The Fault in Our Stars by John Green
Part of this book takes us to Amsterdam as both Hazel and Gus meet their favourite author, and I know I’ve said this before but currently Amsterdam is one of my favourite cities in the world. I really want to try and go back there one day, but until then I’ll settle for following Hazel and Gus around my favourite city in this book.
Daughter of Smoke and Bone by Laini Taylor
Of all the books on my list this week this one should be the least surprising.
Laini Taylor is a master when it comes to world building, and she’s written Prague in such a way that makes me believe magic really does exist in the city. I went to Prague a few years back and the main reason I travelled there was because I read and loved this book so much.
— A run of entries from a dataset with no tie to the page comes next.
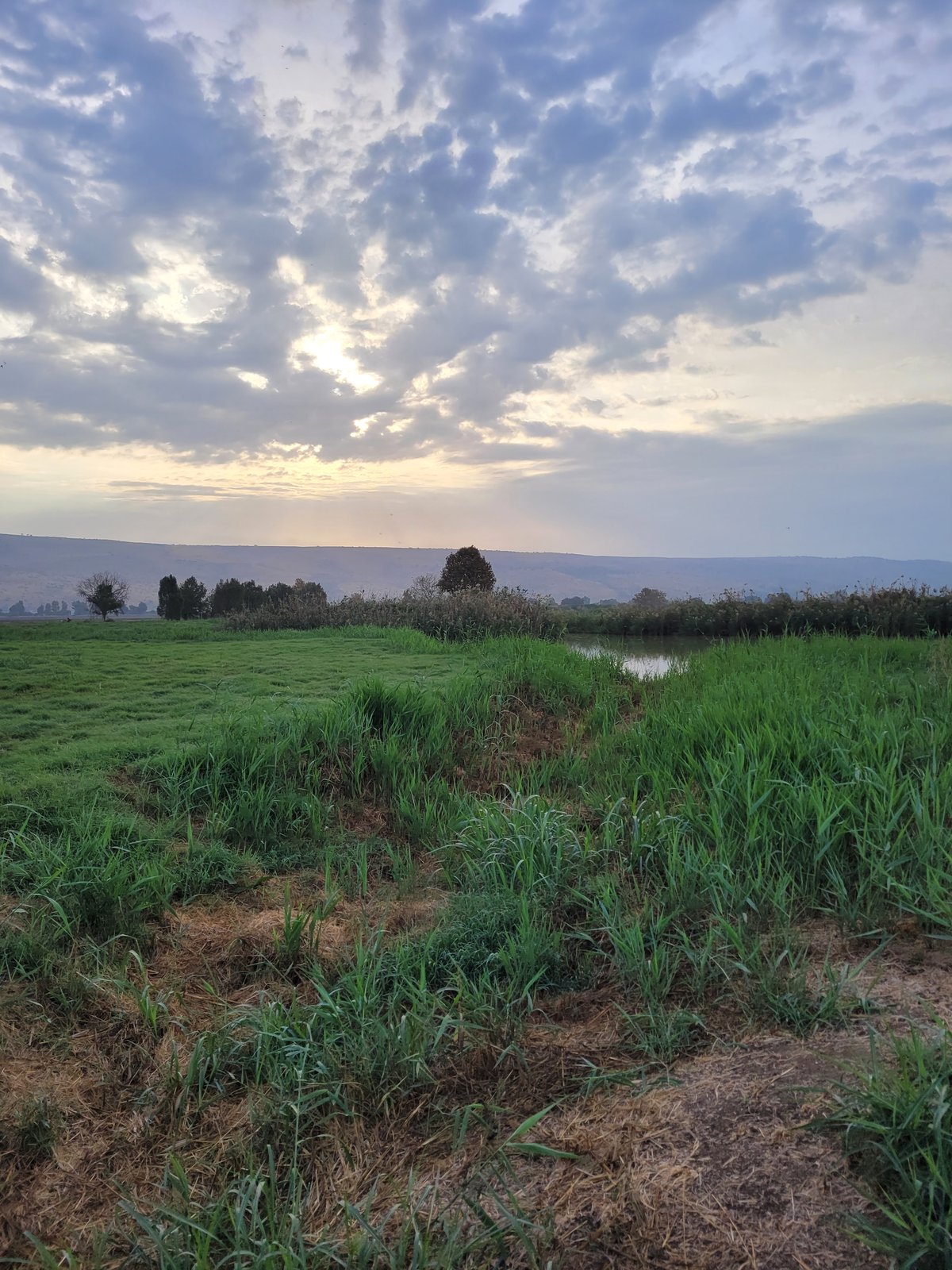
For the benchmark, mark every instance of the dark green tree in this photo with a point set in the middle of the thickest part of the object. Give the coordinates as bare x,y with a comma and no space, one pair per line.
467,569
105,594
278,594
226,597
234,597
649,598
310,592
169,598
253,595
194,596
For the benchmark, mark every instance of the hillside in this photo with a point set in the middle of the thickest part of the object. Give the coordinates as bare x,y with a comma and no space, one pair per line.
40,569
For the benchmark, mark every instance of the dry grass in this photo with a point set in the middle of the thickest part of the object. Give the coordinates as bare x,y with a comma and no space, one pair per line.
706,1172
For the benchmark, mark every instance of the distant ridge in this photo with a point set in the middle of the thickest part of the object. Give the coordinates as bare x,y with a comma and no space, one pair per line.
40,569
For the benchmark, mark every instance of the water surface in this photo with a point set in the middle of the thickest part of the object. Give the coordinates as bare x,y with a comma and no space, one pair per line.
647,658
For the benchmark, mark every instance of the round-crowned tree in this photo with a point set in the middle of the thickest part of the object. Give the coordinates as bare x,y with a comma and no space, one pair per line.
467,569
105,594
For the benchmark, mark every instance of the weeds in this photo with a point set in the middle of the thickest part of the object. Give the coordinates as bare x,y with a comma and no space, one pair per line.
645,855
895,1121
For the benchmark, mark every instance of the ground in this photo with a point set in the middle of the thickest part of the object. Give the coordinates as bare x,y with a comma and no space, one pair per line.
501,949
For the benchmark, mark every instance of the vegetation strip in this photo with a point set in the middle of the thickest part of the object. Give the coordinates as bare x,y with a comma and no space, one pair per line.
428,973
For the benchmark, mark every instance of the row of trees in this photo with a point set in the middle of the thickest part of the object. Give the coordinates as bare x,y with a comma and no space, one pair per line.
465,569
192,598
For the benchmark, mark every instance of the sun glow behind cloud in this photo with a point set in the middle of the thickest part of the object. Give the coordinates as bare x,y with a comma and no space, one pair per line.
393,253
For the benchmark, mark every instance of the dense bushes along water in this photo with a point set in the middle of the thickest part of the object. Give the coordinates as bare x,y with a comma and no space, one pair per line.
474,615
877,611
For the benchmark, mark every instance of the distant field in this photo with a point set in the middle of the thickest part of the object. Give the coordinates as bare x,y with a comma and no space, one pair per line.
357,949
Passenger by Alexandra Bracken
As much as I would love to be able to travel through time that’s not the reason Passenger made my list this week. Yes Etta and Nicholas travel through time, but they also travel around the world and Passenger takes us from New York to London to Angkor to Paris to Damascus. There is so much detail paid to the countries they visit, both in terms of the setting and the time period.
The Gentleman’s Guide to Vice and Virtue by Mackenzi Lee
The Gentleman’s Guide to Vice and Virtue is another road trip book so it shouldn’t be a surprise it made my list this week. This time we’re taken on a tour around Europe – though Paris, Versailles, Barcelona and Venice – as Monty, Percy and Felicity try to outrun the trouble Monty has managed to land them in.
A Fierce and Subtle Poison by Samantha Mabry
Nine times out of ten what I think magical realism as a genre does really well is limit the amount of world building but still create an incredible and beautiful story. In A Fierce and Subtle Poison a lot of the magic is simply described away as ‘magic’, but the setting of Puerto Rico itself was wonderfully detailed and expanded on leaving me want to visit the country myself.
The Song of Achilles by Madeline Miller
Granted I’m never going to be able to see Greece and Troy as Achilles and Patroclus did in The Song of Achilles (or Aiaia where Circe lived for thousands of years) but I’ve wanted to go to Greece for so long now that every story set there, or inspired by Greek mythology, just makes me more determined to get there ASAP.
The Girl From Everywhere by Heidi Heilig
Another time travel book, but this one for a slightly different reason to Passenger.
While Nyx does travel around the world as much as she travels through time it’s the freedom she has to travel at will that inspires the wanderlust in me. As long as Nyx has a map she has a destination; it doesn’t matter what time it is or whether the city is fictional or not, there are no boundaries.
So what do you think? Did you take part in this week’s Top Ten Tuesday, if so let me know what books make you want to travel? Have you been to any of the cities these books are set in?